By Michael R. Lee, Ph.D.

The situation is certainly not unique to radio.  Buy a company at the top of its value and take it private.  When you realize you’ve overpaid (or even if you don’t), saddle it with ridiculous amounts of debt, take as much of your investment out of it as possible, spin off all the valuable components that you can and launch a veritable Ponzi bond scheme while you leave others holding the bag.

At its heart, this is made possible by an economic system that is propelled by short term greed and artificially low interest rates.  Indeed, Clear Channel CFO Richard Bressler, who recently segued from venture capital group Thomas H. Lee, one of the owners of Clear Channel, exulted that borrowing money at 10% interest is essentially astounding and a sign of how respected the company is by investors.
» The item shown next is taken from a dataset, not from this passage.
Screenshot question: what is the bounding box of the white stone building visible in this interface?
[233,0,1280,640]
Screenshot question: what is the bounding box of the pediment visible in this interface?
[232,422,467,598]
It says quite a bit more about the bond market that pays 2.45% for 10 year Treasury bonds and has jacked up the demand for corporate bonds that pay four times as much.  Bond buyers are so desperate that they are buying the bonds of a company that are rated triple C plus by Standard & Poors.  Moody’s even lower rating of Caa2 is eight levels below investment grade.  Moody’s says this rating is “for companies with very poor financial security” and indicates “elements of  danger with regard to financial capacity.”  It’s hard to find any respect in these scenarios.

Either way, we have a company whose free cash flow in 2014 seems impressive at $1.6 billion until you realize that is slightly less than the interest Clear Channel will pay on its debt this year.  And that absurdly low 10% interest is twice the rate of the bonds they are replacing.

When interest rates return to sane, traditional levels, the bondzi schemers will be paying 15% or more for triple C’s.  And companies that operate by perpetually issuing new bonds to replace the old ones will be buried under red ink and pressure to liquidate every asset possible.

That is the point of this essay.  Clear Channel is not the only radio organization based on this premise.  It is just the biggest and most leveraged.   The problem for those who work in radio is that an industry based on junk bond debt is all about short-term survival.  Long term?  No such thing.  There isn’t even an intermediate term.  The people who now run radio hope to be long gone before insolvency rears its ugly head.

And this affects everything that goes on in daily radio, starting with the attitude and behavior of stations.  It means discounted spot rates because they serve the short terms goals.  It means fewer employees, lower wages, budget contraction, vastly reduced capital expenditures and, quite critically, creative dissipation and lowered morale.

At some point, radio has to admit that it doesn’t matter if every American listens to radio every day.  Flat or declining revenue, unsustainable debt and budgets that have already been slashed to the bone are like pneumonia to a 94 year old.

In all likelihood, this is something you instinctively know.  You’re already playing the short game like your bosses and their bosses.  You would love to be creative, to try unconventional innovation before debt radio pays your salary with a Caa2 junk bond.

Come to think of it, why waste money and tradeout on contest prizes?  If every listener won a micro bond, they would have to listen just to protect their investment.  And if the whole system collapses, they would be in line to get office chairs or the airplane of a certain CEO.